Will HHS Do Any Better at EHR Certification Than CCHIT?

Posted on July 22, 2009 I Written By

John Lynn is the Founder of the HealthcareScene.com blog network which currently consists of 10 blogs containing over 8000 articles with John having written over 4000 of the articles himself. These EMR and Healthcare IT related articles have been viewed over 16 million times. John also manages Healthcare IT Central and Healthcare IT Today, the leading career Health IT job board and blog. John is co-founder of InfluentialNetworks.com and Physia.com. John is highly involved in social media, and in addition to his blogs can also be found on Twitter: @techguy and @ehrandhit and LinkedIn.

Now that the HIT Policy committee has marginalized CCHIT EHR certification and proposed that HHS define the EHR certification criteria, it only seems reasonable to ask whether HHS will do a much better job than CCHIT did at defining “certified EHR.”

What has me a little concerned is the process the work they’ve done in creating the meaningful use guidelines. They are too complicated and I believe will leave us with a lot of unhappy doctors. It makes me wonder if the same will happen with defining the EHR certification criteria. A few things do give me hope.

First, the HIT policy committee’s suggestion is for the EHR certification to remain focused on just those things which are applicable to the EHR stimulus money. This should provide HHS with an advantage over CCHIT since it should mean a much more simplified list of EHR certification requirements.

Second, I’m a big fan of Marc Probst who was one of the chairs of the committees that put together the EHR certification recommendations for the HIT Policy Committee.
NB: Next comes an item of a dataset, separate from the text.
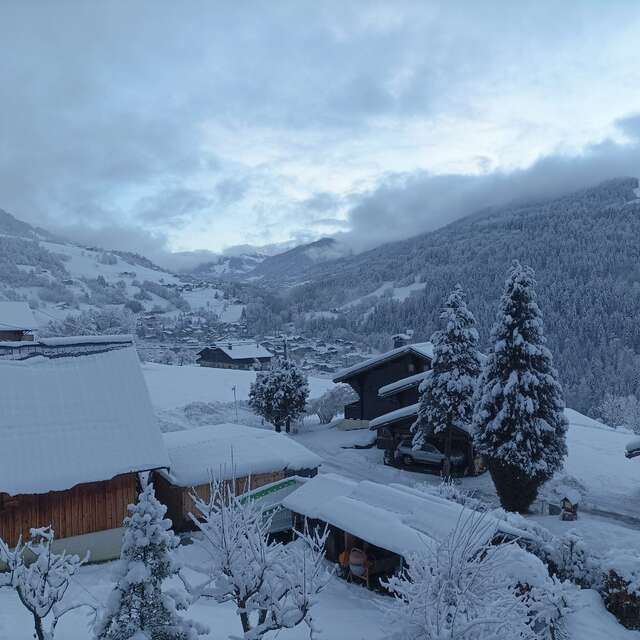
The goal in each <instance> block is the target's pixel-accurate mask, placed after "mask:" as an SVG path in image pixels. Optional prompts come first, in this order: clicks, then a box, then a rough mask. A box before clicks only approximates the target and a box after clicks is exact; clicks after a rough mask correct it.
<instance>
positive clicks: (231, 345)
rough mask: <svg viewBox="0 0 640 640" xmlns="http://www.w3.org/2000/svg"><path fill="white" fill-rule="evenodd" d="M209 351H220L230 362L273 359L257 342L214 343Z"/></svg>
mask: <svg viewBox="0 0 640 640" xmlns="http://www.w3.org/2000/svg"><path fill="white" fill-rule="evenodd" d="M210 349H220V351H222V352H223V353H225V354H226V355H227V356H229V357H230V358H231V359H232V360H249V359H254V358H272V357H273V354H272V353H271V351H269V350H268V349H265V347H263V346H262V345H261V344H259V343H257V342H216V343H214V344H212V345H211V347H210ZM203 351H206V349H203ZM200 353H202V351H201V352H200Z"/></svg>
I’m not sure how much involvement he’ll have going forward, but hopefully he’ll have a good part in it.

I guess at the end of the day, I don’t think that HHS could do any worse and probably will be quite a bit better. I’m sure there will be some issues with what they create. The question is just whether they’ll be minor annoyances which can be dealt with or whether they’ll be major issues which will cause doctors to not adopt an EHR even with the $44k hanging over their head.